Last Modified: 3/9/2018 Location: FL, PR, USVI Business: Part A
Low and no Medicare utilization cost reports
Per the Centers for Medicare & Medicaid Services (CMS) Provider Reimbursement Manual 2, (PRM15-2), section 110, these are conditions under which less-than a full cost report may be filed:
No Medicare utilization -- A provider that has not furnished any covered services to Medicare beneficiaries during the entire cost reporting period does not need to file a full cost report to comply with program cost reporting requirements. The provider must submit to its Medicare administrative contractor (MAC) a statement, signed by an authorized provider official, which identifies the reporting period to which the statement applies and states that:
1. No covered services were furnished during the reporting period and,
2. No claims for Medicare reimbursement will be filed for this reporting period.
This statement must be accompanied by a completed certification page of the applicable cost report forms. The proper form and signed statement must be submitted within 150 days following the close of the reporting period.
Low Medicare utilization -- The MAC may authorize less than a full cost report where a provider has had low utilization of covered services by Medicare beneficiaries in a reporting period and received correspondingly low interim reimbursement payments which, in the aggregate, appear to justify making a final settlement for that period based on less than a normally required full cost report. Based on the MAC's knowledge of the provider's Medicare utilization and interim payments in the provider statistical and reimbursement (PS&R) report and the MAC’s conclusion that it can determine the reasonable cost of covered services furnished beneficiaries, the contractor will advise the provider that less than a full cost report may be filed. Under this situation, the contractor will require that the provider furnish all of the following information using program forms:
1. Page one of the applicable cost report form,
2. The signed officer certification sheet,
3. The balance sheet,
4. The statement of income and expense, and
5. Other financial and statistical data the contractor may deem appropriate depending upon the circumstances in the individual case.

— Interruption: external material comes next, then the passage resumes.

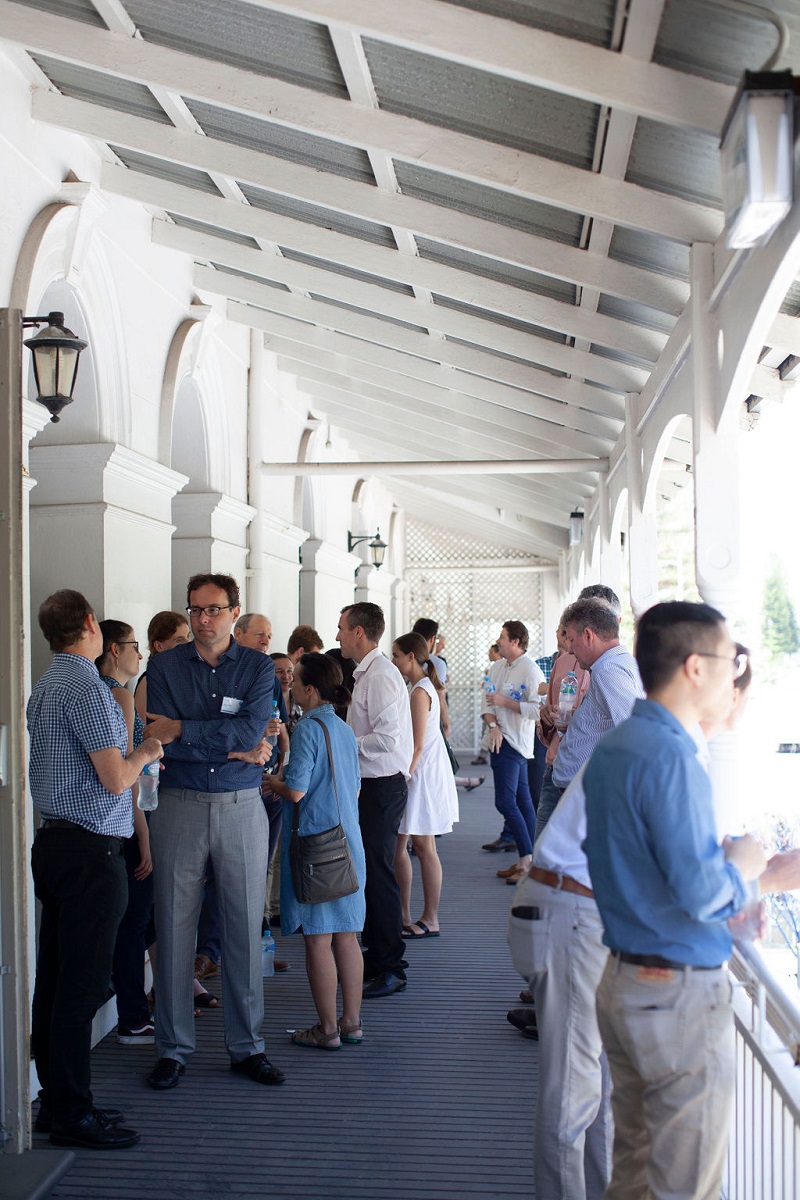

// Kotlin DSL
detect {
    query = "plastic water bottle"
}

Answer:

However, regardless of low Medicare utilization or the amount of aggregate interim reimbursement, the MAC may require full cost reporting and auditing if that is necessary to serve the best interest of the program. Providers must submit the forms and data under this alternate procedure within the same time period required for full cost reports. Low Medicare utilization providers may submit on a CMS approved vendor’s system the required worksheets in hard copy. ECR submission is not required and the edits are not enforceable. For example, the hospital cost report the worksheets must contain the term “In lieu of 2552-96” or "In lieu of 2552-10" on each worksheet submitted. In addition, on worksheet S the check off box for manually submitted must be properly checked. Other provider types may also submit low utilization cost reports.